Капитан Ришери, ответив испанцу слабым кивком головы, медленно повернулся к Лукреции и произнес:

— Мадам, будьте так любезны, пройдите в мою палатку. Вы арестованы.

Лукреция невозмутимо пожала плечами и отправилась под арест. «Интересно, что будет делать Франсуа ночью?» — размышляла она, внимательно осматриваясь по сторонам.

— Сеньор… — снова подал голос дон Диего.

— Сеньор, — перебил испанца капитан, — va faire ta foutre!

И, оставив растерявшегося дона Диего размышлять над этим пожеланием, повернулся к нему спиной.

* * *

Ришери покачал головой и отступил от нее на шаг.

— Миледи, у вас нет души — есть только ищущий приключений ум. Мне страшно рядом с вами, как было бы страшно рядом с гадюкой.

— И столь же противно? — Лукреция подняла на него глаза, холодным блеском схожие с изумрудом, и губы ее дрогнули в полуулыбке. — Милый Франсуа, вы так же наивны, как большинство мужчин. Вы существуете как прямая линия, как вектор, — в одной плоскости. Эту плоскость вы назвали миром и управляете им при помощи мускулов, зубов, оружия и юриспруденции. Вы, мужчины, загнали меня в угол. Я — женщина, значит, земли моих родителей перейдут по закону майората в чужую семью, а я могу выбирать между монастырем и публичным домом. Если ваша шлюха произведет от вас младенца — вы вольны поступать как угодно. А не задумывались вы, мон шер, что делать шлюхе? Когда вы кому-то не понравитесь или, наоборот, приглянетесь, вас не потащат за волосы к ближайшим кустам, не так ли? Кому нужно мое милосердие, мои ангельские улыбки и кроткий нрав, когда вокруг меня бродят двуногие обезьяны, крокодилы и свиньи? Дворянство дало вам шпагу, чин, звание, шанс, наконец! А не хотите узнать, что было у меня, когда мне исполнилось восемнадцать?

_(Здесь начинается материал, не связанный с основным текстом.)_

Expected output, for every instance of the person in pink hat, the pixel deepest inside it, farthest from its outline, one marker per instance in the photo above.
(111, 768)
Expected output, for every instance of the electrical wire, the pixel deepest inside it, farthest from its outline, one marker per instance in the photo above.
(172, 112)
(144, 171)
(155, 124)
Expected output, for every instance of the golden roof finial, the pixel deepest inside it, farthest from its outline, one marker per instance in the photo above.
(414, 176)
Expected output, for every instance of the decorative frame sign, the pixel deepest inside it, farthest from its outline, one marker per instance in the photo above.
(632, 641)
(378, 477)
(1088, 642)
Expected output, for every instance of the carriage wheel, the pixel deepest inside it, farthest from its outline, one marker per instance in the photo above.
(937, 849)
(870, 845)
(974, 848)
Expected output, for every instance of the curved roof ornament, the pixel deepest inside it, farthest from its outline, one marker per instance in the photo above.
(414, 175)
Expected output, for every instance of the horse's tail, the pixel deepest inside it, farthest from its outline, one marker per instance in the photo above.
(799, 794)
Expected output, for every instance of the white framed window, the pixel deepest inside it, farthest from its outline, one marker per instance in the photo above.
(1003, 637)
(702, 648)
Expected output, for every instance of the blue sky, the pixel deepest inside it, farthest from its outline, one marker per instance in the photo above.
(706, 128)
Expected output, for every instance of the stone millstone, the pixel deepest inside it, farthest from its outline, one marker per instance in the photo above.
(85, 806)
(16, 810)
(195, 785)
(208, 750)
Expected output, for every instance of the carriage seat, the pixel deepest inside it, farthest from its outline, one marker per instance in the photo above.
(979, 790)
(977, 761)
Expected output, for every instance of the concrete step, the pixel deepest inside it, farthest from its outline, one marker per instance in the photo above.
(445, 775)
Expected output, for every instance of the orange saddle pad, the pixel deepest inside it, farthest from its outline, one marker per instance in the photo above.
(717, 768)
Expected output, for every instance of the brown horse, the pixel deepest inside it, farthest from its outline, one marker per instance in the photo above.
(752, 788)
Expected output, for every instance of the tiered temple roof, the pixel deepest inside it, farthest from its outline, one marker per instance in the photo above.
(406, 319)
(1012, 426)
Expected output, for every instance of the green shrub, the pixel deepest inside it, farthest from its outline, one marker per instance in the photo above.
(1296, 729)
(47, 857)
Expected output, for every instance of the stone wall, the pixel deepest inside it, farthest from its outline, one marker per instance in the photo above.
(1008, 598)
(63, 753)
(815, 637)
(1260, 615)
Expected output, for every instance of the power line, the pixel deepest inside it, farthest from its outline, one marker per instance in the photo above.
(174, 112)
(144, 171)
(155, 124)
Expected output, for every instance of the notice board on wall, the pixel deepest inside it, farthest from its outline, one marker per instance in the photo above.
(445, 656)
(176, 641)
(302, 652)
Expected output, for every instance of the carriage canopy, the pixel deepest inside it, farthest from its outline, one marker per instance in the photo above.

Лукреция вскочила с колен, подошла к нему и притянула его к себе за офицерский шарф.

— В восемнадцать, когда вы приятно проводили время в полку, игорных домах и фехтовальных залах, я была брюхата от нищего бастарда, которого отчим услал подальше от бесприданницы. Позорный дом — вот что мне грозило, а вовсе не свободные занятия химией, танцами и музыкой, которые были мне столь милы. Но я не хотела умирать, мой друг.

Капитан Ришери стоял не шелохнувшись, а глаза его с какой-то тоской и ужасом смотрели на прекрасное лицо женщины, сломавшей ему жизнь.

— Я вышла замуж за толстого старого лорда, который храпел по ночам и едва не придавил меня своим брюхом в первую брачную ночь. Мой сын волшебным образом стал из ублюдка баронетом, а я из падшей дурочки — леди Бертрам. Потом меня немножко утопили. Вас топили когда-нибудь, шевалье? Да? По глазам вижу, вы видели смерть, смерть глупую, скотскую, смерть для живодерни, а не для парадного входа. Но я уцелела, а мой лорд качался на рее с мокрыми штанами.

Лукреция оттолкнула от себя капитана и, скрестив руки на груди, посмотрела ему в глаза. Ришери отвел взгляд.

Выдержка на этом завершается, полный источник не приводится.